Friday, October 11, 1996

(Opening remarks by Dr. H.P. Streeten, President of the American

Autonomic Society.)

We are all interested in finding the cause for the damage to the

autonomic nerves. This is our biggest challenge, we can manage a few

of the more minor autonomic disorders and we like to think we can do

something to help people with Shy-Drager syndrome. But we know we

can't do as much as we would like to do yet. We are all working

very hard in this area and will continue to do so. We just had a very

exciting session this morning and I hope it will be followed by many

more hours in the following days, tomorrow through Sunday morning. We

learn new things about how the autonomic system works. We can't start

to treat or to cure a disorder unless you understand what the disorder

is all about. We have to start in our research at the beginning as it

were, try and find out how the autonomic system works, and what makes

it tick and what makes it stop ticking. With that information perhaps

we can make use of drugs that are available and other techniques. We

have a young man from Holland here today, for example, who added to

some of the intriguing things that have come from Amsterdam. He

showed us that people whose blood pressure tends to fall when they

stand can be greatly assisted by sitting on a low chair (fishing

stool) and if you crossed your legs when sitting on such a stool, your

blood pressure went up so you could tolerate sitting better. This

person from Holland learned a lot of his information from his patient

who came to see him with her own little stool. She insisted on taking

the stool wherever she went. He asked her why she wouldn't sit in his

chairs and she said that they were too high, they needed to be low

like the fishing stool. So he did some studies on her and she told

him exactly what would make her feel better. He tried her on low

stools and high stools; crossing her legs and all of these things,

many of these were things she suggested, which low and behold, helped

her enormously. So I think this is a great lesson for all us doctors;

we must listen to our patients much more than we do. There is a great

tendency in modern times for us doctors to go to a patient, ask a few

cursory questions and do a few (or many) tests, and then to write a

prescription, pat the patient on the back, say goodbye, know you won't

see them again (or may be you will) without really finding out what it

is that ails the patient. You can learn such a tremendous amount if

you do that and if you show this motivation. So the best way to be

able to help your patient is to try to find out exactly what's wrong

and try to help him. Some patients with Shy-Drager syndrome don't

perspire normally and some are at the other extreme and they can't

stop perspiring, they are wet all the time. When you understand

something about how the autonomic nerve system works you can try to

bridge these difficulties. Now we keep hoping that one of these days

we will find a real cure that will make these damaged nerves grow

again. We keep hoping that we will find a cure; a real cure such as

making the body re-grow parts that are damaged but that is not so

easy. You know the cardiologist can replace your heart if it is

broken but we can't replace the autonomic nerves when they are

destroyed. But short of that, we have to try to bridge the gap

between now and then we all look forward to the " then " and the future.

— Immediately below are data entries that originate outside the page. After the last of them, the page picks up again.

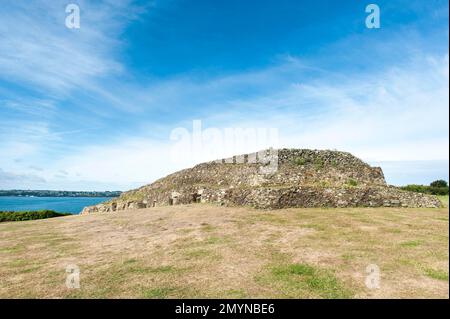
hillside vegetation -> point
(28, 215)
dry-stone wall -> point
(274, 179)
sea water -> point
(73, 205)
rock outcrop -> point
(274, 179)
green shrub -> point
(440, 183)
(319, 164)
(352, 182)
(9, 216)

There is a lot of molecular work that is going on now in days. If

scientists can find out what gene is responsible for the autonomic

nerves and perhaps " turn on " those genes and make them work better

wouldn't that be wonderful. But before we reach the future there is

one piece of news you may have heard of and that is that Midodrine is

now on the market in the United States. These lucky Canadians have

had it for many years and in fact we are getting help from the

Canadian firm that distributes Midodrine. It has just been released

in the United States through pharmaceutical and I am told will

be in the pharmacies the 14th of this month. It should be readily

available in a few days' time. So I do hope that those of you who are

not on it already will be able to get it. One of the marvelous things

about this drug is, in my experience, it is less helpful to people

with other forms of falls in blood pressure when they stand; it is

less effective in patients whose nervous system is still largely

intact but it works like a charm in most patients whose sympathetic

nervous system is not that intact like patients with Shy-Drager

syndrome. And I think they are prime candidates for this medication

and I hope that those patients, who have not been using it, will have

the opportunity to try it out and see if it is helpful. Now with

those few remarks I'll hand over to my colleagues all of whom are

waiting.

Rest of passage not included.